Norris did have a stroke of luck when it came to being in the right place at the right time when McLaren decided to carry out a total root-and-branch revamp of their driver line-up for 2019. The extent to which Norris's down-to-earth, sunny disposition and essential 'niceness' had built up genuine popularity among all levels of the squad while he was serving as reserve driver shouldn't be underestimated. It must surely have helped make him a leading - perhaps even obvious - candidate to step into the cockpit for real after the departures of Fernando Alonso and Stoffel Vandoorne.
At times in 2019, he made mistakes or failed to press his advantage as assertively as he could have done
Even so, Lando's maiden season was always going to be something of a trial by fire.

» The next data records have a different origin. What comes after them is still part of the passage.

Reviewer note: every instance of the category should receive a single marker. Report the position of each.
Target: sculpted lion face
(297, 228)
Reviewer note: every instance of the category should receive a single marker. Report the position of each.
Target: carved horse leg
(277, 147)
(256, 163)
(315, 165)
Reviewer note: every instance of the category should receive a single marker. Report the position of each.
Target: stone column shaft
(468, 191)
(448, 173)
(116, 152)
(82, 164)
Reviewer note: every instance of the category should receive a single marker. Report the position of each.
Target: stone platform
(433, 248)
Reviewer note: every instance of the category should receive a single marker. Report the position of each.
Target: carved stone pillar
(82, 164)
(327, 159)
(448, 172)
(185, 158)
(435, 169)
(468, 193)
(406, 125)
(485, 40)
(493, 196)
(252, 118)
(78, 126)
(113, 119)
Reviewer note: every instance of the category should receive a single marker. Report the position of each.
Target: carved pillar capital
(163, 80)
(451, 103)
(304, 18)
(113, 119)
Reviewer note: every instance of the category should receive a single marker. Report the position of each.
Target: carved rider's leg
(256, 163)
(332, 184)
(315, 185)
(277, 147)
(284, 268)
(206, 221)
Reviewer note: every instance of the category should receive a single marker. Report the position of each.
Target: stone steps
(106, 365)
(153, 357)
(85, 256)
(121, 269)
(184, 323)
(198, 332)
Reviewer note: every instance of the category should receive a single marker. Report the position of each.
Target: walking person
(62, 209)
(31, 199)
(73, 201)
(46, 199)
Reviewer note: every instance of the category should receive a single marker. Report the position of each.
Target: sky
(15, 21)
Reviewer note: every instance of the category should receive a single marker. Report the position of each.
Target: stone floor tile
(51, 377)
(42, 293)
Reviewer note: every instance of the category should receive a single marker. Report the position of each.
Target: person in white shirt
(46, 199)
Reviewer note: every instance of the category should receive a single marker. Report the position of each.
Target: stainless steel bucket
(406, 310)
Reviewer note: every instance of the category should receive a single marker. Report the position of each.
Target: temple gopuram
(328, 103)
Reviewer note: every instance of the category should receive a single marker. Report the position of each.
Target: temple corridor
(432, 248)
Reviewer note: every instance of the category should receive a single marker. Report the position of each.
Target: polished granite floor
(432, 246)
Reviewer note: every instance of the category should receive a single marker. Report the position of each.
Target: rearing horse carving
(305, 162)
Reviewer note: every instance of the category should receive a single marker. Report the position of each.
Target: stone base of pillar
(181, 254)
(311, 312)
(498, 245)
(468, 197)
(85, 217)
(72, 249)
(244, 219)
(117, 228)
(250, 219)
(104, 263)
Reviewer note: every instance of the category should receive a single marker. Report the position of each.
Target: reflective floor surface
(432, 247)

It was inevitable that he would be judged against his vastly more experienced new team mate Carlos Sainz. He could easily have been badly burned by the comparison, and his career over by the end of a single season. That Norris came out just ahead of Sainz in terms of qualifying performances over the 21 races of 2019 is therefore a definite feather in his cap.
Admittedly, Norris fared less well against Sainz in race trim: as with any driver in their first year of F1, he had a lot of racecraft to pick up and learn over the course of the season, and at times he made mistakes or failed to press his advantage as assertively as he could have done. It's why he ended up in 11th place in the drivers standings, with barely more than half the total number of points that Sainz had managed while securing sixth.
But anyone who thinks that Norris isn't taking things seriously really can't have been listening to his post-race self-assessments. Rather than being content to sit back and accept the plaudits and praise, he has at times been brutally and even unnecessarily harsh when analysing his own performance. It's a glimpse behind that earnest, fresh-faced exterior which reveals a young man just as hard, driven and focussed on succeeding in his fledgling career as any of his emerging contemporaries, and gives the lie to the idea that he's content to be the class clown who is only there to cheer everyone up.
But perhaps the biggest area of division between those who love Norris and those who dismiss him as a lightweight lies in his online activities. Critics have complained that too often he's been behaving like a typical teenager locked in his bedroom playing computer games every hour of the night and day, instead of going out and getting a 'proper job'. Such complaints seem oblivious to the fact that for most of his rookie season, Norris really was still just an actual teenager, if hardly a typical one.